Question

Six cards and six envelopes are numbered $1,2,3,4,5,6$ and cards are to be placed in envelopes so that each envelope contains exactly one card and no card is placed in the envelope bearing the same number and moreover the card numbered$1$ is always placed in envelope numbered $2.$ Then the number of ways it can be done is

Answer 1

Derangement: A derangement is a permutation of the elements of a set, such that no element appears in its original position.

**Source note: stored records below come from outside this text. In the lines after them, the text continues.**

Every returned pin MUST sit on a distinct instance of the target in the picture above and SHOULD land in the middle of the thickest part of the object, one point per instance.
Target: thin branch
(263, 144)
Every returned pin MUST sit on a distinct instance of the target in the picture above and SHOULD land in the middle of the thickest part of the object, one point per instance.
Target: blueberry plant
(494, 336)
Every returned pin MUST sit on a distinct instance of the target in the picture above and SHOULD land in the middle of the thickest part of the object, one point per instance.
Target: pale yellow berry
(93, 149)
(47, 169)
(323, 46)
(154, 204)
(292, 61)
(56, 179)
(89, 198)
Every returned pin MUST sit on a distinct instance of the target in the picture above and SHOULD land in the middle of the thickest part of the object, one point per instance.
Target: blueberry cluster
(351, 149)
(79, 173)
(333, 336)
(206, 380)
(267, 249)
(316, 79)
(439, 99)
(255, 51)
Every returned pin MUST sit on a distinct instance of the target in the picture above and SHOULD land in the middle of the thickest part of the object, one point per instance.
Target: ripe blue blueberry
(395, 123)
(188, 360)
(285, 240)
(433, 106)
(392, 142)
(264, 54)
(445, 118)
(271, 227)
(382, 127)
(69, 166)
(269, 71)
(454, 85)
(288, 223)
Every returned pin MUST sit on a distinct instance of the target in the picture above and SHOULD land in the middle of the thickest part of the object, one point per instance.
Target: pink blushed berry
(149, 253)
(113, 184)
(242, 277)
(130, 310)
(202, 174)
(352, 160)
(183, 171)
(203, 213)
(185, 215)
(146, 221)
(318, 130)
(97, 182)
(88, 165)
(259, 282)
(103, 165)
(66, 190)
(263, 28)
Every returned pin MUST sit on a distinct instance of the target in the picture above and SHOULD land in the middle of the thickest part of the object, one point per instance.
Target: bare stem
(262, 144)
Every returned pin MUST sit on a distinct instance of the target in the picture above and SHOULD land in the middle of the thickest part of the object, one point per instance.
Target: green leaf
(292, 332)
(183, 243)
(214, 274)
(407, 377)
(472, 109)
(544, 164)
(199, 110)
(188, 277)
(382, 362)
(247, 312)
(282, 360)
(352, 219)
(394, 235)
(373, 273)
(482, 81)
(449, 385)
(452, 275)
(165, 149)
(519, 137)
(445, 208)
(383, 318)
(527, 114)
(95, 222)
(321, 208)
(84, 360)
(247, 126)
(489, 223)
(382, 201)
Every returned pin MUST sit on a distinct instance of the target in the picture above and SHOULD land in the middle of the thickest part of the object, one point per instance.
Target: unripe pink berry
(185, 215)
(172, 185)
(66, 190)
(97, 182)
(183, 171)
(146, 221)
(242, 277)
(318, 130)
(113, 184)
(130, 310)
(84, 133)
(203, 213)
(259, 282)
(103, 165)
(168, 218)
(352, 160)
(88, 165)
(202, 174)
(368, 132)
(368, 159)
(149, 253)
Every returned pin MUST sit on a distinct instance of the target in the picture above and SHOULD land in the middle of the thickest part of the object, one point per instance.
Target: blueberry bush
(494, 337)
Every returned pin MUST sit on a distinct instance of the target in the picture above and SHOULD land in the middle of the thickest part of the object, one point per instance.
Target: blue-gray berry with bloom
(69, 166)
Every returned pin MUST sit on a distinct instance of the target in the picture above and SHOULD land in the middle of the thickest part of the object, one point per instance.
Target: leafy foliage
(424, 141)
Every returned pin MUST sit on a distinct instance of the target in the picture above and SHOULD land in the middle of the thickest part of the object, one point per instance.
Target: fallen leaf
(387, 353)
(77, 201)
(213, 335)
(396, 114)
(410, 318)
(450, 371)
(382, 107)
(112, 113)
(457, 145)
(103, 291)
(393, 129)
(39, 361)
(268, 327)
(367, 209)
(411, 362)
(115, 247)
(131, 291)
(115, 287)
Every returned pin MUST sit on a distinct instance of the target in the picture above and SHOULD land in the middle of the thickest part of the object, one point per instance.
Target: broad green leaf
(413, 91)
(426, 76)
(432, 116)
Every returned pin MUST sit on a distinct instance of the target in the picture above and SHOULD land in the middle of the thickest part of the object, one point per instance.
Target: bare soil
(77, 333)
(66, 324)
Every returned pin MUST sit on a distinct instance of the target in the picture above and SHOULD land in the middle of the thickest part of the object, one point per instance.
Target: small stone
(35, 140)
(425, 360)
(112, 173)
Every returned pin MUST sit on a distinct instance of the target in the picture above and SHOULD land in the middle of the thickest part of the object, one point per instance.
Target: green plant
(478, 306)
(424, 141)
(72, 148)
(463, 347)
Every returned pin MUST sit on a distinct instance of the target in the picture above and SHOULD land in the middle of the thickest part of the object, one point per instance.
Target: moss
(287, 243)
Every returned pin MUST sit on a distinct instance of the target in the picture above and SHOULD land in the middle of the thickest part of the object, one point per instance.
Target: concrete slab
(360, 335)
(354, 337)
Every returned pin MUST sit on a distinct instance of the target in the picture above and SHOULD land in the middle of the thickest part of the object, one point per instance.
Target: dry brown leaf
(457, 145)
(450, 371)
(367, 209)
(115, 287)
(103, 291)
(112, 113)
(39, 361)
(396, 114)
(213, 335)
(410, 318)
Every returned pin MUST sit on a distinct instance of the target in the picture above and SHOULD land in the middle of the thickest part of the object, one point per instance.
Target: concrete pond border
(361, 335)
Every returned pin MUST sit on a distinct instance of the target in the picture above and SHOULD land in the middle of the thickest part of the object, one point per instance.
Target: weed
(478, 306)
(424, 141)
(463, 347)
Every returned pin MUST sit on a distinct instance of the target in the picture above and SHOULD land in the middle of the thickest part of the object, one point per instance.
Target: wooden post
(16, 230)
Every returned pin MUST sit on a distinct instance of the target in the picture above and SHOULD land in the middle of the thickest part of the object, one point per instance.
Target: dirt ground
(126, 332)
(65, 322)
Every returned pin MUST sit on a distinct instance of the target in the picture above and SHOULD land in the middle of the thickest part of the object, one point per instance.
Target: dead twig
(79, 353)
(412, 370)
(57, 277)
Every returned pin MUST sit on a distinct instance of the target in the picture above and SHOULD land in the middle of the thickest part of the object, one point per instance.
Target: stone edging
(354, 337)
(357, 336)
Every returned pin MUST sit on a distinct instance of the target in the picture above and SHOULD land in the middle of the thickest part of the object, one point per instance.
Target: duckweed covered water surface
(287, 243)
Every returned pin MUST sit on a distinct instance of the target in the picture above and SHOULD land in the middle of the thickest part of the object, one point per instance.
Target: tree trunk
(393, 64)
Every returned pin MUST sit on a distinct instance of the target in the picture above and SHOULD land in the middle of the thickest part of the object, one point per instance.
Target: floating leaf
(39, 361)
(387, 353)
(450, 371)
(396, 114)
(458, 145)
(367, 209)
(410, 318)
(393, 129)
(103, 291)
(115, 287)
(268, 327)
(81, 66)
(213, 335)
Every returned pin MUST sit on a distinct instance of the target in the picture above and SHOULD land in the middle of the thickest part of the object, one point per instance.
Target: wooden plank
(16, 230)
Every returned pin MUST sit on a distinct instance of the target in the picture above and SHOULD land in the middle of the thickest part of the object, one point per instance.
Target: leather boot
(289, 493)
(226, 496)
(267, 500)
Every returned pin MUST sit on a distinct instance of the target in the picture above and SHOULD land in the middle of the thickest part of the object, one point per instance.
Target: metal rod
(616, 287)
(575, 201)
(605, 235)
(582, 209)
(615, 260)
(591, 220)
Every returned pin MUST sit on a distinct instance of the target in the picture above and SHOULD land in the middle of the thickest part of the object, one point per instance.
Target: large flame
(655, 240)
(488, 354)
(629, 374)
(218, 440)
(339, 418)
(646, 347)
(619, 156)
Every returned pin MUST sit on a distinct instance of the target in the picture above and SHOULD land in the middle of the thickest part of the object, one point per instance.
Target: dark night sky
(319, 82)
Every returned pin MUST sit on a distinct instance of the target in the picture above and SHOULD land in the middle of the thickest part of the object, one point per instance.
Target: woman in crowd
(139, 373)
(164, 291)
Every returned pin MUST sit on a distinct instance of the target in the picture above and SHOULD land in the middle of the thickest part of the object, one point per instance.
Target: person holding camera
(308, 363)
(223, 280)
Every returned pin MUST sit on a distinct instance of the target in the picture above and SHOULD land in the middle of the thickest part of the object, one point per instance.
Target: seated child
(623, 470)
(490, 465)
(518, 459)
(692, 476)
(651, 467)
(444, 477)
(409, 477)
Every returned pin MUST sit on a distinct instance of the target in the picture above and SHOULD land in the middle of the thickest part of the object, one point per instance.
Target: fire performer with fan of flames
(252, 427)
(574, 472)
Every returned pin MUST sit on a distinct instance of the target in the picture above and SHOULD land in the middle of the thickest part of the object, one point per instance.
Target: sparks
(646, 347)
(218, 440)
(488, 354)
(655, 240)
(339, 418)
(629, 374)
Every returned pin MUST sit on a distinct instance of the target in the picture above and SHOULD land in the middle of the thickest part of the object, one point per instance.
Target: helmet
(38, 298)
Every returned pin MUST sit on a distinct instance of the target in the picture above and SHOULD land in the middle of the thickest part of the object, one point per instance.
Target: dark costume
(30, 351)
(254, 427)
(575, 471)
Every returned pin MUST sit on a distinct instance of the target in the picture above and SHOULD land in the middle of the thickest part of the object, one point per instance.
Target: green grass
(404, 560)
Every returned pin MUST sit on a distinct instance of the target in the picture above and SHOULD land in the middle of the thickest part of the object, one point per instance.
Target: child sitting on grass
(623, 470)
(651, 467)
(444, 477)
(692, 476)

The number of derangements of $6$

$$\begin{gathered} =6!(1–\frac{1}{1!}+\frac{1}{2!}–\frac{1}{3!}+\frac{1}{4!}–\frac{1}{5!}+\frac{1}{6!}) \\ =6!(1-1+\frac{1}{2}-\frac{1}{6}+\frac{1}{24}-\frac{1}{120}+\frac{1}{720}) \\ =720\left(\frac{360-120+30-6+1}{720}\right) \\ =360-120+30-6+1 \\ =265 \end{gathered}$$

Out of these derangements, there are five ways in which card numbered $1$ is going wrong.

So, when it is going in envelope numbered $2$,

then remaining number of ways are

$\frac{265}{5}=53$ ways.

Hence, the number of ways it can be done are $53$.